Among them,openfold/data/msa_pairing.py#merge_chain_features(), merge multi-chain features and output Template Feature, that is:

[CL] template features, template_aatype : (4, 1102)
[CL] template features, template_all_atom_positions : (4, 1102, 37, 3)
[CL] template features, template_all_atom_mask : (4, 1102, 37)

Note template_all_atom_mask, that is, the mask information of 37 atoms.

Among them, 37 atoms (Atom):

{
    
    'N': 0, 'CA': 1, 'C': 2, 'CB': 3, 'O': 4, 'CG': 5, 'CG1': 6, 'CG2': 7, 'OG': 8, 'OG1': 9, 'SG': 10, 
'CD': 11, 'CD1': 12, 'CD2': 13, 'ND1': 14, 'ND2': 15, 'OD1': 16, 'OD2': 17, 'SD': 18, 'CE': 19, 'CE1': 20, 
'CE2': 21, 'CE3': 22, 'NE': 23, 'NE1': 24, 'NE2': 25, 'OE1': 26, 'OE2': 27, 'CH2': 28, 'NH1': 29, 'NH2': 30, 
'OH': 31, 'CZ': 32, 'CZ2': 33, 'CZ3': 34, 'NZ': 35, 'OXT': 36}

backbone_maskFeatures, only focus on the Mask information of three types of atoms: N, CA, and C. Please refer to:

  • is generally the same as pseudo_beta_mask because either the residue is present or not.
# openfold/utils/all_atom_multimer.py
def make_backbone_affine(
    positions: geometry.Vec3Array,
    mask: torch.Tensor,
    aatype: torch.Tensor,
) -> Tuple[geometry.Rigid3Array, torch.Tensor]:
    a = rc.atom_order["N"]
    b = rc.atom_order["CA"]
    c = rc.atom_order["C"]

    rigid_mask = mask[..., a] * mask[..., b] * mask[..., c]

    rigid = make_transform_from_reference(
        a_xyz=positions[..., a],
        b_xyz=positions[..., b],
        c_xyz=positions[..., c],
    )

    return rigid, rigid_mask

pseudo_beta_mask given backbone_mask homologous, [1, 1102], immediate:

mask


4. multichain_mask_2d feature

Very simple, it is the in-chain Mask, source code:

# openfold/model/model.py
multichain_mask_2d = (
    asym_id[..., None] == asym_id[..., None, :]
)  # [N_res, N_res]

multichain_mask_2d, [1102, 1102], Immediately:

multichain_mask_2d


5. unit_vector feature

unit_vector is Rot3Array object, unit vector related to angle, source code:

# openfold/model/embedders.py
rigid, backbone_mask = all_atom_multimer.make_backbone_affine(
    atom_pos,
    single_template_feats["template_all_atom_mask"],
    single_template_feats["template_aatype"],
)
points = rigid.translation
rigid_vec = rigid[..., None].inverse().apply_to_point(points)
unit_vector = rigid_vec.normalized()

# openfold/utils/all_atom_multimer.py
def make_backbone_affine(
    positions: geometry.Vec3Array,
    mask: torch.Tensor,
    aatype: torch.Tensor,
) -> Tuple[geometry.Rigid3Array, torch.Tensor]:
    a = rc.atom_order["N"]
    b = rc.atom_order["CA"]
    c = rc.atom_order["C"]

    rigid_mask = mask[..., a] * mask[..., b] * mask[..., c]

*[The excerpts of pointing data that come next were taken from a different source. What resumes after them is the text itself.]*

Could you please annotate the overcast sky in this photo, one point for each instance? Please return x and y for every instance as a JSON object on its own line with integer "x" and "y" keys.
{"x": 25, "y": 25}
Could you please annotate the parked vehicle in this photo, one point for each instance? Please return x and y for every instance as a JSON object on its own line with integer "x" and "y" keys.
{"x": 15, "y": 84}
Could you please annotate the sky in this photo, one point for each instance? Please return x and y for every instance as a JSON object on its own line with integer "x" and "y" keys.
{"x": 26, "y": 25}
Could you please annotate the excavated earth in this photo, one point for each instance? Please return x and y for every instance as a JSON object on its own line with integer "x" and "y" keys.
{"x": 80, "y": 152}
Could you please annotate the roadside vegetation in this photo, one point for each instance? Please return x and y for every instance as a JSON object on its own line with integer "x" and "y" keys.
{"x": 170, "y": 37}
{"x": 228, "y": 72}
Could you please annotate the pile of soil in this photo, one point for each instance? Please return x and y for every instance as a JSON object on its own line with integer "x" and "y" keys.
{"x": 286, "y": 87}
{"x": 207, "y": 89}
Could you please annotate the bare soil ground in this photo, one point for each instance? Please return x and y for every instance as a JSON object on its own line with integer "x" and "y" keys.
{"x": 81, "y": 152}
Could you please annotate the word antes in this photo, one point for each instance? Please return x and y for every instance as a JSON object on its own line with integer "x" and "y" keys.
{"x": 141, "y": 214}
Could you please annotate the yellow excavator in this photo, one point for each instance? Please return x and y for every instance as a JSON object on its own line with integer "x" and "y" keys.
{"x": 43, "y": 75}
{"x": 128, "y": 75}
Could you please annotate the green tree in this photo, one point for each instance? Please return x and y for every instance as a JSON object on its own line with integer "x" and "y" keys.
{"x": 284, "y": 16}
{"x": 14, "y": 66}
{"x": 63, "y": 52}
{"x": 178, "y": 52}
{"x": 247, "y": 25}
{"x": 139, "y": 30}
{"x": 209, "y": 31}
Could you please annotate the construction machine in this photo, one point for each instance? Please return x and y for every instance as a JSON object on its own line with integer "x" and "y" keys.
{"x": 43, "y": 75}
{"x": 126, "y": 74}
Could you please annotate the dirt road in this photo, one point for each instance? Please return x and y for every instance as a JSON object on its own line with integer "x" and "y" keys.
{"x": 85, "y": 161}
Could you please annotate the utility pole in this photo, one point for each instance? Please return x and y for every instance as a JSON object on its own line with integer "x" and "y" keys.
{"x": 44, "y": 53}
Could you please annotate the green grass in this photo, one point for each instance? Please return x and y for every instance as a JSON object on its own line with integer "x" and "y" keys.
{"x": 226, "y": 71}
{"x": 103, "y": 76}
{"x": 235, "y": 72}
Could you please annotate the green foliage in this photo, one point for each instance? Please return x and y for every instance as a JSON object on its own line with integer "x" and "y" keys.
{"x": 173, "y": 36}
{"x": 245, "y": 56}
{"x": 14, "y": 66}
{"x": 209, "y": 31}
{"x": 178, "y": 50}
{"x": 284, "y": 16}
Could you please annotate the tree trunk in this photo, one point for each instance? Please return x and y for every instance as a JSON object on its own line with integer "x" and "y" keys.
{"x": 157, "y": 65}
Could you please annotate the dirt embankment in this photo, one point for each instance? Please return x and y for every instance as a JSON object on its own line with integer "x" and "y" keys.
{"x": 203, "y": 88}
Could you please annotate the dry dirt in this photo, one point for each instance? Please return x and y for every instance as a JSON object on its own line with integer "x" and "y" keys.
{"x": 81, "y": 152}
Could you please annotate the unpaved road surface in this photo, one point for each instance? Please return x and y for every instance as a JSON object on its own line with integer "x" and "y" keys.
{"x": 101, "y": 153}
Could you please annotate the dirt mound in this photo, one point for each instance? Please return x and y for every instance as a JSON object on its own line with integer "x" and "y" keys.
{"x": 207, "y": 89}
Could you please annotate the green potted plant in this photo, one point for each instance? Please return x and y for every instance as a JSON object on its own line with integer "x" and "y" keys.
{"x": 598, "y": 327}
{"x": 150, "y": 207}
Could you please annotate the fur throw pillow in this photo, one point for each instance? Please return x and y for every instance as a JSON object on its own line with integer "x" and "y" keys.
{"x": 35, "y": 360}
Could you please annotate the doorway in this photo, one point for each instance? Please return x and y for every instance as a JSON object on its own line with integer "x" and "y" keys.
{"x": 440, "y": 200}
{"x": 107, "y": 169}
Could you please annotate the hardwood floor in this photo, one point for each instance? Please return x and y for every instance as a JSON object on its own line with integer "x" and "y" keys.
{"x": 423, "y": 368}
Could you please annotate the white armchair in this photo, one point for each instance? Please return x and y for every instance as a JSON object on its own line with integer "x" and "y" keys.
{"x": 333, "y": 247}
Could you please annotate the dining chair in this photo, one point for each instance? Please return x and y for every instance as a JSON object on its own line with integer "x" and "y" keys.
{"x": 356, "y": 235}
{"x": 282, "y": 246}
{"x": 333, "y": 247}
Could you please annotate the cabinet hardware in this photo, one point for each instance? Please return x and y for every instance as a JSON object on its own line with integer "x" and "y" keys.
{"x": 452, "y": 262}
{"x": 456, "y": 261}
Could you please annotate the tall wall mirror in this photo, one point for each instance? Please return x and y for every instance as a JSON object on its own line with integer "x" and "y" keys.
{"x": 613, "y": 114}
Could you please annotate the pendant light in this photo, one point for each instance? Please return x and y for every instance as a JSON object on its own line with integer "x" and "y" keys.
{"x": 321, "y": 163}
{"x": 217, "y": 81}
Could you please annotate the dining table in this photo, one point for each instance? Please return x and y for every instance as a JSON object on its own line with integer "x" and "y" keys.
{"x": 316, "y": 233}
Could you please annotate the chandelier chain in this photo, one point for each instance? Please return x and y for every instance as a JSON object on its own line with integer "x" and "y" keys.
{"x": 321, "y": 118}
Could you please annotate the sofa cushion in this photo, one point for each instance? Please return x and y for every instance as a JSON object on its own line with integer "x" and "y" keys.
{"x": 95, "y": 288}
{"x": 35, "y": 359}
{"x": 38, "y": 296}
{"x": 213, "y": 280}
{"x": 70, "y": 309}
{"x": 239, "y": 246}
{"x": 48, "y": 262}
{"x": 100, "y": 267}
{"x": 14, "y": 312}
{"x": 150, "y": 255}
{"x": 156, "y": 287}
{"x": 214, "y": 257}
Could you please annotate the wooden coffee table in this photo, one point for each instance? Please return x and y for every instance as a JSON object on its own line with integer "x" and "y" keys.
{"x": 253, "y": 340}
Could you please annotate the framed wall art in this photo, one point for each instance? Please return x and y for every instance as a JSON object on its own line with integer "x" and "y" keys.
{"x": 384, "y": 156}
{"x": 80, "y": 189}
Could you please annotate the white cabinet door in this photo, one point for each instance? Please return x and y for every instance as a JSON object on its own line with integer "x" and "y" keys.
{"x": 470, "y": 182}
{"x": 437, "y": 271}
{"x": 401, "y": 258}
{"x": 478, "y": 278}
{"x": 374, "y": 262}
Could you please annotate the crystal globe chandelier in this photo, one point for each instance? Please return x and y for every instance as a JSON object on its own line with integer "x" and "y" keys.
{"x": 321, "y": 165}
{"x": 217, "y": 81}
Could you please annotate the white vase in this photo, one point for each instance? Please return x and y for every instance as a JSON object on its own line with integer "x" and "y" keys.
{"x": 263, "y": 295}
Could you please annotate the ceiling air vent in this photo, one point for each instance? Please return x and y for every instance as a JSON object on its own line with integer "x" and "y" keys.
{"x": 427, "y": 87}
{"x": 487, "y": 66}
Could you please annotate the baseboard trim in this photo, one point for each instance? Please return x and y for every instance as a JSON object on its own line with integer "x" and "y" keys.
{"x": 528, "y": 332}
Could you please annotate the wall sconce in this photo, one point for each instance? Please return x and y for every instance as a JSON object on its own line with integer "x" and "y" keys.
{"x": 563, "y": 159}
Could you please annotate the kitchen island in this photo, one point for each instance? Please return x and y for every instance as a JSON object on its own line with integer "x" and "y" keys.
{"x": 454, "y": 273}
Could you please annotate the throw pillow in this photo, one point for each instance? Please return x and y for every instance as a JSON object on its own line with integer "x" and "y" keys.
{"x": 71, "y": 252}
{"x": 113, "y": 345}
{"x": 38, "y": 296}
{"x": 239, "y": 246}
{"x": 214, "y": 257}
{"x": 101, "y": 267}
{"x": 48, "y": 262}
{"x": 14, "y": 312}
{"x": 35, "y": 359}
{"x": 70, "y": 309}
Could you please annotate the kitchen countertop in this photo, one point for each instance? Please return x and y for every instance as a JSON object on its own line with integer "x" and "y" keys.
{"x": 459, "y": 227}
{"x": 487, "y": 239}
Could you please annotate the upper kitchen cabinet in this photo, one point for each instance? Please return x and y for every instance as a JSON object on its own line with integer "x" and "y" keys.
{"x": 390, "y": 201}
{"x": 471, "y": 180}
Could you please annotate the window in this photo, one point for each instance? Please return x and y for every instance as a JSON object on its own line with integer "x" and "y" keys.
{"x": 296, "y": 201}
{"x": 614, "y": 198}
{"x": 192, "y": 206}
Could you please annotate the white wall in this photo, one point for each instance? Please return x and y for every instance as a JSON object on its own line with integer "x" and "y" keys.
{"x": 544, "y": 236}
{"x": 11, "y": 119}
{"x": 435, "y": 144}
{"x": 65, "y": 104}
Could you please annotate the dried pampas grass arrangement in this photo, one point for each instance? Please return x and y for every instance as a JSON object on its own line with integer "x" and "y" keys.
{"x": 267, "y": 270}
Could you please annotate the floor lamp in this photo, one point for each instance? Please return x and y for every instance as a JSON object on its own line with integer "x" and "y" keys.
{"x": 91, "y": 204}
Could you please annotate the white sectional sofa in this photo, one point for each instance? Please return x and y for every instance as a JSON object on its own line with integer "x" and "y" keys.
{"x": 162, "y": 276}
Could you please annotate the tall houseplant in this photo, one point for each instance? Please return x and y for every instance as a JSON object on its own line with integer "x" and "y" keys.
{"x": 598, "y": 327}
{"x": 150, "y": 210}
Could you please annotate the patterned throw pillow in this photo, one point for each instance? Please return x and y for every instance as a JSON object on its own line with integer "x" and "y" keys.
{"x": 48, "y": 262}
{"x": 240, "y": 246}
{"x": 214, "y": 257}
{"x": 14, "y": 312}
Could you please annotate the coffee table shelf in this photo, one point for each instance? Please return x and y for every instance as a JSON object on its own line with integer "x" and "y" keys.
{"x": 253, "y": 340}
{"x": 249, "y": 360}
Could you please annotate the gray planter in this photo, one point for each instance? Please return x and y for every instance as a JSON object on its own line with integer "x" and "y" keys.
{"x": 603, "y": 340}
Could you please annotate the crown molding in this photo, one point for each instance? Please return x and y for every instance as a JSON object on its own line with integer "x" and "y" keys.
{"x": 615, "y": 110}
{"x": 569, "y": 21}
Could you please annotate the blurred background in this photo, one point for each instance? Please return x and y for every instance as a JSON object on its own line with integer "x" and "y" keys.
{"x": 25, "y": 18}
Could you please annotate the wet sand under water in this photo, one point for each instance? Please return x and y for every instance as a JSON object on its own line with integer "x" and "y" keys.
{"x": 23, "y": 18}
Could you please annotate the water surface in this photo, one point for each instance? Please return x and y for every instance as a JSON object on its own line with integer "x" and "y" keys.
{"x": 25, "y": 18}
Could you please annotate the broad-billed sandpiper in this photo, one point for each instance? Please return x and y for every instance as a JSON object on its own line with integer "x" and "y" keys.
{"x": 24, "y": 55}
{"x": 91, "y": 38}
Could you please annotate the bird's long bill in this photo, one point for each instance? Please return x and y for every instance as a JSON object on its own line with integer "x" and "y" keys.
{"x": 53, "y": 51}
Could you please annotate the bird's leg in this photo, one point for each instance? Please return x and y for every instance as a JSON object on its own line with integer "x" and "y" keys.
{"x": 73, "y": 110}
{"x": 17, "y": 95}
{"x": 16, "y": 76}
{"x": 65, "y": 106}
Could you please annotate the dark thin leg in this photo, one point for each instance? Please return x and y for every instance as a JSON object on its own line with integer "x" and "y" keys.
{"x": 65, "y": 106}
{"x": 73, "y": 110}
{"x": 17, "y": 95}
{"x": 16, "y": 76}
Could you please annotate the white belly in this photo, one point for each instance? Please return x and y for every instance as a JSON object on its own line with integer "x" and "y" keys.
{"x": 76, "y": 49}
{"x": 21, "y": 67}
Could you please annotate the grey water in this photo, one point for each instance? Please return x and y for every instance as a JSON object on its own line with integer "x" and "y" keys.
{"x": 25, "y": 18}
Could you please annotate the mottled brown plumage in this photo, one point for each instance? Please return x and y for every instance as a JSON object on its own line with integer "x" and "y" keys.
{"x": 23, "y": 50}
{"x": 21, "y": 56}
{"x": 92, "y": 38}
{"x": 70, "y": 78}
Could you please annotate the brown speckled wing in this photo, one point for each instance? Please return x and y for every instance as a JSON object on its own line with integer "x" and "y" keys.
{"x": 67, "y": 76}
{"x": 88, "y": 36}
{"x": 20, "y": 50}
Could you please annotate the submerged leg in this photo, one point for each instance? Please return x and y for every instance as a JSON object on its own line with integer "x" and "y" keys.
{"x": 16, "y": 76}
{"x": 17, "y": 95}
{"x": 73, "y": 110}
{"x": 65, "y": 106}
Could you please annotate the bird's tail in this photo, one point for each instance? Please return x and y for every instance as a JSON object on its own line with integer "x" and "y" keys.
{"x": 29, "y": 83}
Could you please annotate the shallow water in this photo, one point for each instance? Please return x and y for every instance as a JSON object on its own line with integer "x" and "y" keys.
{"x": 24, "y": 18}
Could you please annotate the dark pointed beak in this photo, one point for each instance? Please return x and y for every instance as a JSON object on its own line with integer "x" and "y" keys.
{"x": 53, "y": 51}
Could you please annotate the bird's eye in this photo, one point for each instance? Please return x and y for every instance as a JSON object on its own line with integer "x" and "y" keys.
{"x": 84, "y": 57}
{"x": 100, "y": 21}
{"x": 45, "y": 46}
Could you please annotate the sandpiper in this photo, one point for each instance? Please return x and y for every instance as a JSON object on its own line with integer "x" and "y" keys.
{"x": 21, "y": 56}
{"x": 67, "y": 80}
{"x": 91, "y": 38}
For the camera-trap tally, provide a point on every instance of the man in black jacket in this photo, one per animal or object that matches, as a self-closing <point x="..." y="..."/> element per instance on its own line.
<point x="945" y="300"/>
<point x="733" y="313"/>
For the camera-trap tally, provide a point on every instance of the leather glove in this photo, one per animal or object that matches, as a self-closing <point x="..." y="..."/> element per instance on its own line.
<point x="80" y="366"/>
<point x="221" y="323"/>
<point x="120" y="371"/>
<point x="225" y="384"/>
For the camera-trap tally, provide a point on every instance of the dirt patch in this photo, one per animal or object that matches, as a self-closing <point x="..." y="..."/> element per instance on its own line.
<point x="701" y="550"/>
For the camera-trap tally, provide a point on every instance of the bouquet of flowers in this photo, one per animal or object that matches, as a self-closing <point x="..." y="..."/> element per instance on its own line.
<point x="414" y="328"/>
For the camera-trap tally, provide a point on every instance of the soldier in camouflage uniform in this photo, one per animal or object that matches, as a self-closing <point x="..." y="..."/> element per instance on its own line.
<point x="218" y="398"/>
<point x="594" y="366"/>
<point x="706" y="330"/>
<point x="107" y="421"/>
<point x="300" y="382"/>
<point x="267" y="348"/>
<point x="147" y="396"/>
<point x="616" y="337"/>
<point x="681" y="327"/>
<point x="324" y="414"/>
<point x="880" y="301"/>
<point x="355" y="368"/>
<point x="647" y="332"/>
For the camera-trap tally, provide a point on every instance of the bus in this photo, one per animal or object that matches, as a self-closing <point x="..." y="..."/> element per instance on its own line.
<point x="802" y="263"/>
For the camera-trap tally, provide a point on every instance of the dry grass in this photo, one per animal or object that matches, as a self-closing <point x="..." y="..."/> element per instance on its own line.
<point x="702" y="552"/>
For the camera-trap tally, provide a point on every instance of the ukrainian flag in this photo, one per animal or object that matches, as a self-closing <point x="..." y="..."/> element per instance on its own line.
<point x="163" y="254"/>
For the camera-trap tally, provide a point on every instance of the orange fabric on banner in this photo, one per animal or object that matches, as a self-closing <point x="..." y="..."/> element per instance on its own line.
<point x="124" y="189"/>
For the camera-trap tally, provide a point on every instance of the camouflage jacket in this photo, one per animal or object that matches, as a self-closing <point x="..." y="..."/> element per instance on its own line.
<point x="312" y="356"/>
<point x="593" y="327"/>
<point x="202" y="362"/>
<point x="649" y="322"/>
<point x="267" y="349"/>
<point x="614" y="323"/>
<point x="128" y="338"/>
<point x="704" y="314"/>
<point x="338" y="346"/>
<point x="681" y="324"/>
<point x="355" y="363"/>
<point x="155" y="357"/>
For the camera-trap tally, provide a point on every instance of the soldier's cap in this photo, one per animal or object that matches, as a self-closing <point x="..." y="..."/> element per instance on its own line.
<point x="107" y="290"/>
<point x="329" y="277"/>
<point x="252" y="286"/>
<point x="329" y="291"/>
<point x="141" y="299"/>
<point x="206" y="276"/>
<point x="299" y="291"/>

    rigid = make_transform_from_reference(
        a_xyz=positions[..., a],
        b_xyz=positions[..., b],
        c_xyz=positions[..., c],
    )

    return rigid, rigid_mask

# openfold/utils/all_atom_multimer.py
def make_transform_from_reference(
    a_xyz: geometry.Vec3Array, b_xyz: geometry.Vec3Array, c_xyz: geometry.Vec3Array
) -> geometry.Rigid3Array:
    """Returns rotation and translation matrices to convert from reference.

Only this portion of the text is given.